UPDATED: Edward Snowden, the former employee of the US National Security Agency (NSA) who exposed systematic and illegal surveillance of world leaders and US citizens, has attracted Nobel Peace Prize nominations because he’s a “hero,” claim his supporters. Oslo newspaper Aftenposten joined them over the weekend, in an editorial calling such a prize “bold, controversial but in our opinion, the right choice.”
The newspaper, in an editorial on Saturday, compared Snowden to “Carl von Ossietzky, Andrei Sakharov, Lech Walesa, Desmond Tutu and Liu Xiaobo,” as an “American dissident” who stood up against authority and power in his own country.
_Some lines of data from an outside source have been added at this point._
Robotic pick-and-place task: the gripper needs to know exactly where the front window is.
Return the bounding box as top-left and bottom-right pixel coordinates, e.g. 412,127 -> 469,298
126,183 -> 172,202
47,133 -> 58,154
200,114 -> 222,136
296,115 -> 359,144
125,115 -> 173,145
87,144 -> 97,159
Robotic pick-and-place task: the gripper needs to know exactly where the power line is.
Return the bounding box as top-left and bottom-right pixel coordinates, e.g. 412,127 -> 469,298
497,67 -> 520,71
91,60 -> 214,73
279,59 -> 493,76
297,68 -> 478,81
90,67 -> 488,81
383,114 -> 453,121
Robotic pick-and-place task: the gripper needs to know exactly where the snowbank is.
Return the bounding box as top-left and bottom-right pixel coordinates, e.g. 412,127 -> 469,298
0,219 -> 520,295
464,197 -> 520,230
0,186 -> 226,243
They are all, according to Aftenposten, “enlightening examples of individuals who bravely protested assaults by authorities. History has proved them right.”
What’s special about Snowden, Aftenposten wrote, is that the assaults he revealed occurred “in a democratic country that we would never compare to authoritarian regimes like China or the former Soviet Union.” Snowden’s disclosures, however, revealed that power subcultures can also develop in democratic countries, break laws and violate the rights of ordinary citizens.”
Aftenposten’s assertions were published just before Daniel Ellsberg, the former US military analyst who leaked the Pentagon Papers to the New York Times, told Oslo newspaper Dagsavisen on Monday that he also considers Snowden a “hero, who has done more for the constitution and the rule of law than most.” Dagsavisen also editorialized in favour of a Nobel Peace Prize for Snowden on Tuesday. The Nobel Peace Prize for 2014 will be announced in Oslo in early October.